Performing/Presenting/Producing
  • Analyze, interpret, and select artistic work for presentation

    Students choose a dance or movement to share with an audience and explain why they picked it.

  • Develop and refine artistic techniques and work for presentation

    Students practice a dance until it's ready to share with an audience. They work on the movements, make improvements, and polish the performance before presenting it.

  • Convey meaning through the presentation of artistic work

    Students perform a dance in front of others and use movement to show an idea or feeling, not just steps.

Responding
  • Perceive and analyze artistic work

    Students watch a dance and describe what they notice, like how the dancer moves fast or slow, uses big or small shapes, or travels across the space.

  • Interpret intent and meaning in artistic work

    Students look at a dance and explain what feeling or story they think the dancer is trying to share.

  • Apply criteria to evaluate artistic work

    Students give simple reasons why a dance works or doesn't, such as whether the movements match the music or tell a clear story.

Common Questions
  • What does dance class look like this year?

    Students explore how their bodies move through space, using ideas like high and low, fast and slow, and big and small. They make up short movement sequences, perform them for classmates, and talk about what they noticed when watching others dance.

  • How can I support dance at home without any training?

    Put on music for five minutes and ask students to show a feeling, an animal, or a story with their body. Then ask what part felt strongest and why. That kind of quick reflection is exactly what they practice in class.

  • Does my child need to be a good dancer to do well?

    No. The work is about making choices, shaping ideas into movement, and talking about what they see. Effort, focus, and willingness to try new movements matter more than looking polished.

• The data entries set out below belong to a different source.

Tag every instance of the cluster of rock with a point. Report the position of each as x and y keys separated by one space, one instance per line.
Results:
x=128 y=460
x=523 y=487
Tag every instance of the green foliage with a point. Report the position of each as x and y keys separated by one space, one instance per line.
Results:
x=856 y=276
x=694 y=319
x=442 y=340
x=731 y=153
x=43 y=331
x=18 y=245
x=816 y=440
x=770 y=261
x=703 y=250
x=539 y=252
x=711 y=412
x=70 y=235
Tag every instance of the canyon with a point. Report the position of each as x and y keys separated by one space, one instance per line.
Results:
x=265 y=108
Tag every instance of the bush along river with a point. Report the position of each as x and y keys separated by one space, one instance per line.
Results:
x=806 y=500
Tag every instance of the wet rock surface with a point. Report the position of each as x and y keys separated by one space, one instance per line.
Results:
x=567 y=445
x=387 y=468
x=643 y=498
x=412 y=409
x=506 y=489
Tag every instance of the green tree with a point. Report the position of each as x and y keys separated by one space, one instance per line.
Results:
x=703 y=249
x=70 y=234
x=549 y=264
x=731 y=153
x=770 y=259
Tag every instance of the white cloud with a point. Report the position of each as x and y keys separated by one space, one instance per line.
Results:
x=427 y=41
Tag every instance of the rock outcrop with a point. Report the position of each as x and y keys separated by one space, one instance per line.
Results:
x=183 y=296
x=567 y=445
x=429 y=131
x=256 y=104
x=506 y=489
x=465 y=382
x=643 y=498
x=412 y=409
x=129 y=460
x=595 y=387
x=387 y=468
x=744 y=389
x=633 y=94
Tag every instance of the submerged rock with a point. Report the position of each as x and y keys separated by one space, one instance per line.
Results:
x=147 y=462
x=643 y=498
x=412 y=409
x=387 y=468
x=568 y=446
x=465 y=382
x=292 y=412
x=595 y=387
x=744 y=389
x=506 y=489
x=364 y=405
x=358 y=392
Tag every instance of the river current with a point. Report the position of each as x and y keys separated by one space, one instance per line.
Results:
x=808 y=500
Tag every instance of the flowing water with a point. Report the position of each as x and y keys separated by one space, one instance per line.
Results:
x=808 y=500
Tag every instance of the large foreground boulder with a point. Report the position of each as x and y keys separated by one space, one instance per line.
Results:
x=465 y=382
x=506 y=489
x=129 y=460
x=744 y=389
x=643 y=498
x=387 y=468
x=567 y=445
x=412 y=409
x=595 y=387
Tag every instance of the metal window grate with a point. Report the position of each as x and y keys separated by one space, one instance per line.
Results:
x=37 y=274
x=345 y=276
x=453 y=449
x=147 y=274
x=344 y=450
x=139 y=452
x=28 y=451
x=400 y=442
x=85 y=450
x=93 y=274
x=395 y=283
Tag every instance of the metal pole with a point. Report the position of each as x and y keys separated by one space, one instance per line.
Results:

  • How should I sequence the year?

    Start with body awareness and basic movement vocabulary so students have shared words to work with. Move into making short sequences with a clear beginning, middle, and end. Save performing and peer feedback for once routines and language are solid.

  • Which part usually needs the most reteaching?

    Refining work tends to be the hardest. Students often want to call a first try finished. Build in short revision cycles where they repeat a sequence, change one thing, and notice the difference.

  • How do I help when my child says dance is boring or hard?

    Ask them to teach a short movement to a family member, or to make up a dance about something specific like a rainstorm or cooking dinner. Giving the movement a clear subject makes it easier to start and more fun to share.

  • What does connecting dance to culture and history look like at this age?

    Students watch short clips of dances from different places and times, then notice what the dancers are doing and why people might dance that way. The goal is curiosity and noticing, not memorizing facts about styles or traditions.

  • How do I know students are ready for next year?

    By spring, students should be able to plan a short sequence, perform it with focus, and describe what another dancer did using movement words. They should also be able to name what they would change if they did it again.